Whatever they decide, Coutts will have a specialist adviser to help them on such issues as pensions, setting up trusts, and issues to do with family business. Yellops says the bank has deliberately gone down the route of using specialist advisers wherever possible because it is unlikely that one person can cover everything.

These advisers will however feed into the individual wealth manager who advises the client, and for that person a key element of their role is being proactive.

“Our job is not about delivering advice and waiting for our clients to contact us,” he says. “It is about contacting them if something is changing.”

We meet the day after the Chancellor’s Autumn Statement, and Yellops says that morning there would already have been “a number of conversations” with clients about such things as what to do now that the pensions threshold has come down from £1.5m to £1.25m.

Personal service is of course something Coutts, by its very nature of being a private bank, is known for. People used to covet the purple cheque books and Mastercards all Coutts account holders were given.

Yellops says they are less of a draw now compared with the advice services the bank can offer. Still, it is worth hearing what perks being a Coutts account holder can bring you.
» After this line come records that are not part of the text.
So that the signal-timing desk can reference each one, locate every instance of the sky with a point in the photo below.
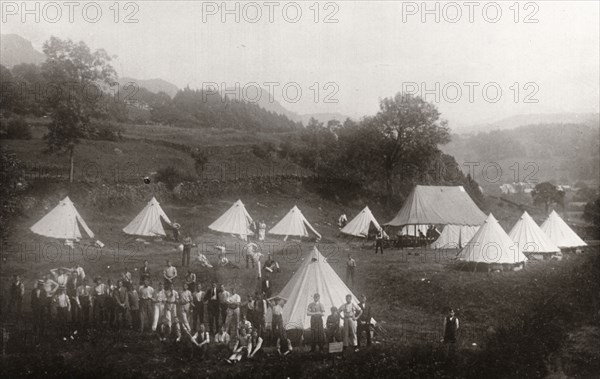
(478, 61)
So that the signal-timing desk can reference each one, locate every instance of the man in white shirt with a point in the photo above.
(146, 294)
(222, 338)
(223, 297)
(233, 312)
(277, 321)
(158, 299)
(212, 297)
(50, 286)
(200, 341)
(61, 276)
(83, 298)
(170, 312)
(198, 302)
(350, 312)
(170, 273)
(63, 308)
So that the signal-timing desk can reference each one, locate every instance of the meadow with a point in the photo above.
(533, 323)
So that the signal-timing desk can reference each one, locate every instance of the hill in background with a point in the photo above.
(15, 49)
(153, 85)
(563, 153)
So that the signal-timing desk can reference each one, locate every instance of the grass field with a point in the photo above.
(408, 289)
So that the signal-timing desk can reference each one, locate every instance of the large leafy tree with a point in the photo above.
(547, 194)
(8, 91)
(591, 212)
(77, 76)
(409, 131)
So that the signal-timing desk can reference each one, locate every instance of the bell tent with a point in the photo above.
(491, 245)
(236, 220)
(560, 233)
(435, 205)
(530, 238)
(455, 236)
(361, 224)
(314, 275)
(293, 224)
(62, 222)
(148, 222)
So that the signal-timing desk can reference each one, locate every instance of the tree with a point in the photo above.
(11, 170)
(591, 212)
(32, 85)
(409, 130)
(546, 194)
(8, 91)
(79, 75)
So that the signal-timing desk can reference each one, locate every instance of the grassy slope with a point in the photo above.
(407, 291)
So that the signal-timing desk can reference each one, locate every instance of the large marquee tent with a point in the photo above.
(438, 205)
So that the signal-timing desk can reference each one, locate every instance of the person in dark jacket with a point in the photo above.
(364, 321)
(38, 306)
(451, 326)
(212, 298)
(17, 291)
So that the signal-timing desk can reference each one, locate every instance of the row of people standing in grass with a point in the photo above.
(346, 323)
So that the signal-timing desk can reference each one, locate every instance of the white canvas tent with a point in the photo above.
(530, 238)
(293, 224)
(413, 230)
(314, 275)
(236, 220)
(454, 236)
(438, 205)
(148, 221)
(491, 245)
(560, 233)
(62, 222)
(360, 225)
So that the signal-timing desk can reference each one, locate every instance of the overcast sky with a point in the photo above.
(373, 51)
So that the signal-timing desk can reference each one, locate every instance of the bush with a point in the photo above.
(200, 158)
(170, 176)
(17, 128)
(105, 131)
(264, 151)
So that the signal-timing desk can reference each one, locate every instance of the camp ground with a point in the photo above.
(235, 221)
(299, 189)
(150, 222)
(492, 248)
(560, 233)
(531, 239)
(455, 236)
(294, 224)
(62, 222)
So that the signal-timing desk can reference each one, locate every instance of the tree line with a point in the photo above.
(385, 154)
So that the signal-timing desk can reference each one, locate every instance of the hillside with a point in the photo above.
(516, 121)
(15, 49)
(153, 85)
(563, 153)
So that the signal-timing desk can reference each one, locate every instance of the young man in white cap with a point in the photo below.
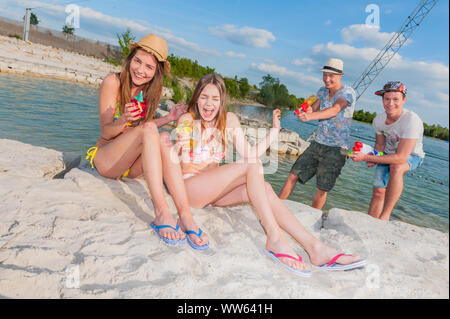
(399, 134)
(327, 153)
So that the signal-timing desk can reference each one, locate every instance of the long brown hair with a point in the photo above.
(221, 117)
(152, 91)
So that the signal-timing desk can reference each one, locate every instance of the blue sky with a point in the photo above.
(290, 40)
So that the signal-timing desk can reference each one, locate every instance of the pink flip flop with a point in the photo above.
(276, 257)
(332, 265)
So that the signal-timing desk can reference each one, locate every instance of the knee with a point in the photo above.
(165, 139)
(149, 128)
(379, 192)
(269, 188)
(255, 165)
(292, 178)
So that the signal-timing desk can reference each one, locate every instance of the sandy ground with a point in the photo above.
(85, 236)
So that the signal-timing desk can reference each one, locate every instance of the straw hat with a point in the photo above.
(154, 45)
(335, 66)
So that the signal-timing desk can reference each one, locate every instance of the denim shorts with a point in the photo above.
(381, 176)
(323, 161)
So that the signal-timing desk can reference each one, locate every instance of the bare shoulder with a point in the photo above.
(185, 117)
(232, 120)
(111, 81)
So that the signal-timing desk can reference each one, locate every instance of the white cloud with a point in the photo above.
(369, 36)
(304, 62)
(235, 55)
(246, 36)
(427, 82)
(274, 69)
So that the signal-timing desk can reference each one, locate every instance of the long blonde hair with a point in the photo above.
(152, 90)
(221, 123)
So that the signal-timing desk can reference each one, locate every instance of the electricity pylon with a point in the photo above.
(392, 47)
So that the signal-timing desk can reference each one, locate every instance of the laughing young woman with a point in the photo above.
(201, 145)
(129, 142)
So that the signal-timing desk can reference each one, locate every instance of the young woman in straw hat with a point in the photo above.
(129, 144)
(202, 135)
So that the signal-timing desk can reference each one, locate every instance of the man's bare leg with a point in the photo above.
(319, 199)
(288, 187)
(377, 202)
(394, 189)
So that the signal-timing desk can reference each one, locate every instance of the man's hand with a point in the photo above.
(305, 116)
(358, 157)
(370, 164)
(176, 111)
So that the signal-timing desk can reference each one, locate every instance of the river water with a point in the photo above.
(64, 116)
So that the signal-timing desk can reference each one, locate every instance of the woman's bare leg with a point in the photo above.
(174, 181)
(212, 185)
(318, 252)
(113, 159)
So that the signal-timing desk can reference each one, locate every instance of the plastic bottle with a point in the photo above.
(142, 106)
(364, 148)
(304, 106)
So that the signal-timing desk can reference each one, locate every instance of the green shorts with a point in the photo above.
(322, 160)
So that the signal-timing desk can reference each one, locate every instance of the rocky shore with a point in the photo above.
(79, 235)
(26, 58)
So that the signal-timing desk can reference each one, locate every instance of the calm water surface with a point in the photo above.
(64, 116)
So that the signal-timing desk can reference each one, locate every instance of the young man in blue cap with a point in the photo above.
(399, 134)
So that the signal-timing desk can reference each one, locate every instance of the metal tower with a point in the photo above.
(392, 47)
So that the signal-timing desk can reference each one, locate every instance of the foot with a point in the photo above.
(323, 254)
(187, 223)
(280, 246)
(168, 232)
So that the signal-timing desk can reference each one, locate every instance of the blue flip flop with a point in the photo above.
(191, 243)
(164, 239)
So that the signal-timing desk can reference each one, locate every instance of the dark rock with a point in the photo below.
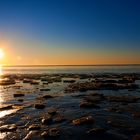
(44, 89)
(83, 120)
(33, 135)
(53, 132)
(59, 119)
(69, 81)
(34, 83)
(52, 111)
(39, 106)
(6, 107)
(34, 127)
(136, 137)
(47, 119)
(125, 98)
(97, 131)
(18, 95)
(86, 104)
(20, 100)
(116, 136)
(8, 128)
(47, 96)
(6, 82)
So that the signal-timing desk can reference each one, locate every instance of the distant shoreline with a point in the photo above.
(69, 65)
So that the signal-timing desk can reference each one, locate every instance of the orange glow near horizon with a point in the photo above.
(31, 52)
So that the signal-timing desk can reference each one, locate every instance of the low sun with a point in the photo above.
(1, 53)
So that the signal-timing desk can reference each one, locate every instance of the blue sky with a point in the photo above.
(106, 23)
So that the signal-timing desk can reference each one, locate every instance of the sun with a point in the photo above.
(1, 53)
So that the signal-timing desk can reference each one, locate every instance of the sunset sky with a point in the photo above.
(69, 32)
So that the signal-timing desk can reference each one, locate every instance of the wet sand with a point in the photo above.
(70, 106)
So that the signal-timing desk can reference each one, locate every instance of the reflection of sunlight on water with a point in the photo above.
(1, 73)
(7, 112)
(2, 135)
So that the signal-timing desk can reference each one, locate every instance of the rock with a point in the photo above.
(39, 106)
(47, 96)
(34, 127)
(34, 83)
(18, 95)
(44, 89)
(86, 104)
(20, 100)
(6, 107)
(97, 131)
(52, 111)
(45, 134)
(83, 120)
(33, 135)
(124, 98)
(118, 123)
(69, 81)
(47, 119)
(7, 81)
(116, 136)
(59, 119)
(27, 81)
(8, 128)
(53, 132)
(136, 137)
(136, 114)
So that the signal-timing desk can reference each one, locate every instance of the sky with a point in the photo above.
(69, 32)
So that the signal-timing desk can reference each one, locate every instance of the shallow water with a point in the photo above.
(71, 69)
(67, 104)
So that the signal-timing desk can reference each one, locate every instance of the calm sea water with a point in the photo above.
(71, 69)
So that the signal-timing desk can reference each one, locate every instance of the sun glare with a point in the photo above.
(1, 53)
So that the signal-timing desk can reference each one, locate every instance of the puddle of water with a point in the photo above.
(7, 112)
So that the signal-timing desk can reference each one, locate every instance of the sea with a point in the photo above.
(69, 69)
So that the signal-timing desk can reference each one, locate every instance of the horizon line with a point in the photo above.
(70, 65)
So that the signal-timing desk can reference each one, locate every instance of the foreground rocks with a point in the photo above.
(83, 120)
(8, 128)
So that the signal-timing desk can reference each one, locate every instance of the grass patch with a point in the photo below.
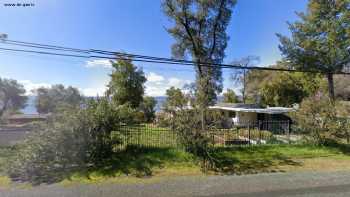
(5, 154)
(145, 164)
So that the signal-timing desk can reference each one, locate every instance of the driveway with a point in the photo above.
(269, 185)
People who have a Coutts Mastercard gain access to a special concierge service, and Yellops says that because of that on one occasion when he was setting up the Sheffield office he was asked to liaise with that concierge and see if they could arrange to get tickets for a client at short notice for the Kirov ballet’s New Year’s Eve performance in Russia.

“We could facilitate that,” he says. “The concierge service had a Russian speaker who knew how to acquire such tickets on the open market. They are often sold out.”
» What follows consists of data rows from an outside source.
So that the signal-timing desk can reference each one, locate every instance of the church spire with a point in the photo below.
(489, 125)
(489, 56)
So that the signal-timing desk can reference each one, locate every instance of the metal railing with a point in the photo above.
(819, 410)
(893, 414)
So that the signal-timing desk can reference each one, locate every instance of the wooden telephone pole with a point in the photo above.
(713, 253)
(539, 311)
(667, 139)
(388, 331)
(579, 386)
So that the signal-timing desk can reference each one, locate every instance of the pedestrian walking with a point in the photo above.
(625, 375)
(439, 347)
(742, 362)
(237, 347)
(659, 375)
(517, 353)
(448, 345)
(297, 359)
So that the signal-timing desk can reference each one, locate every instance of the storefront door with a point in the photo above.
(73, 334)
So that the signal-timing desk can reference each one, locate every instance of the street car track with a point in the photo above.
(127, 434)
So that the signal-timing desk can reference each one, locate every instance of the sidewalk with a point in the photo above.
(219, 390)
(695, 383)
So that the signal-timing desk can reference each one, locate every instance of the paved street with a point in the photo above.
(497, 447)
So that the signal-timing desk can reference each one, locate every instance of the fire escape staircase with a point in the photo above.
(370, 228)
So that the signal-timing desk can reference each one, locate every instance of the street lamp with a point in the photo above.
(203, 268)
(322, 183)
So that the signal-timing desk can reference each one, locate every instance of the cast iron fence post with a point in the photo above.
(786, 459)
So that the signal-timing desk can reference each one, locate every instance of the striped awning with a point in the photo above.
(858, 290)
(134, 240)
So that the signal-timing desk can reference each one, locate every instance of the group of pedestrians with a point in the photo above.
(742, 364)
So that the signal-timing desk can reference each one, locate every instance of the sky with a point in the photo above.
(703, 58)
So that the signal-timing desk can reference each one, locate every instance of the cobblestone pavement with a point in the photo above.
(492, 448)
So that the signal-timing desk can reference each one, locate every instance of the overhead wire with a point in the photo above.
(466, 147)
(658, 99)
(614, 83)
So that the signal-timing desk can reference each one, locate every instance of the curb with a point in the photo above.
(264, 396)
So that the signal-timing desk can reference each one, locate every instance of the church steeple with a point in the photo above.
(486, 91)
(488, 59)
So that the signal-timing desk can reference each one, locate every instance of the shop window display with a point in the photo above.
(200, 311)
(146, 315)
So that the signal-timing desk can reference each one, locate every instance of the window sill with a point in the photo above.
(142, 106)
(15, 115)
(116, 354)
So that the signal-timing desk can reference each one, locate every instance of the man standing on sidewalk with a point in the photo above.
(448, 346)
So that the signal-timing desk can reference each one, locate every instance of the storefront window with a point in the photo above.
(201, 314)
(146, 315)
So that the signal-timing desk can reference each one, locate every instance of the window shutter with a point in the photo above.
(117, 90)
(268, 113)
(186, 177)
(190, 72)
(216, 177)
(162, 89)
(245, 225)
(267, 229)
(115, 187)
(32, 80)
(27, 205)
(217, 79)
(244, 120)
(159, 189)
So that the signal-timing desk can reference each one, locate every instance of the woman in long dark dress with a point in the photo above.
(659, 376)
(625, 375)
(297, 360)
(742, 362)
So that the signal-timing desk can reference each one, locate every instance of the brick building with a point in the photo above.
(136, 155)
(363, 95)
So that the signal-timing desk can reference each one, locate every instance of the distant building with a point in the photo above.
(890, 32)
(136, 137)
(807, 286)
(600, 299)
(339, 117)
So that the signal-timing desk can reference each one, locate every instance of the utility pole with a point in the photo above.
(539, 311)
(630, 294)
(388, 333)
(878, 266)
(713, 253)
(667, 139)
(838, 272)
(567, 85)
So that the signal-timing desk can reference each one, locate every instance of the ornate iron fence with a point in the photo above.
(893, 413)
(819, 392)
On another occasion, during the Icelandic ash cloud incident, the bank as a whole sent coaches into Europe to pick up customers who it knew were stranded abroad.

“One of my clients from Sheffield took advantage of that and had a pleasant trip home including a stop at a vineyard in France,” he says.

It all makes Coutts sound like an extended family – a feeling that is reinforced as soon as you enter the bank’s offices in a Georgian building on Park Square in Leeds.

You feel as if you are being ushered into someone’s drawing room. So it comes as something of a surprise to hear Yellops suggest that, by the time the next significant anniversary comes around, Coutts might have moved out of there.

The office he set up in Sheffield, in contrast, is open plan and in a skyscraper. Still, when you hear about his enthusiasm for how he sees the region and his client’s businesses growing in years to come, you begin to understand why it might make sense to face the modern world.

“The drive towards manufacturing in hightech industries that this government seems to be keen on is massively in Yorkshire’s favour,” he says. “Prospects are brighter now than they have been for a long time.”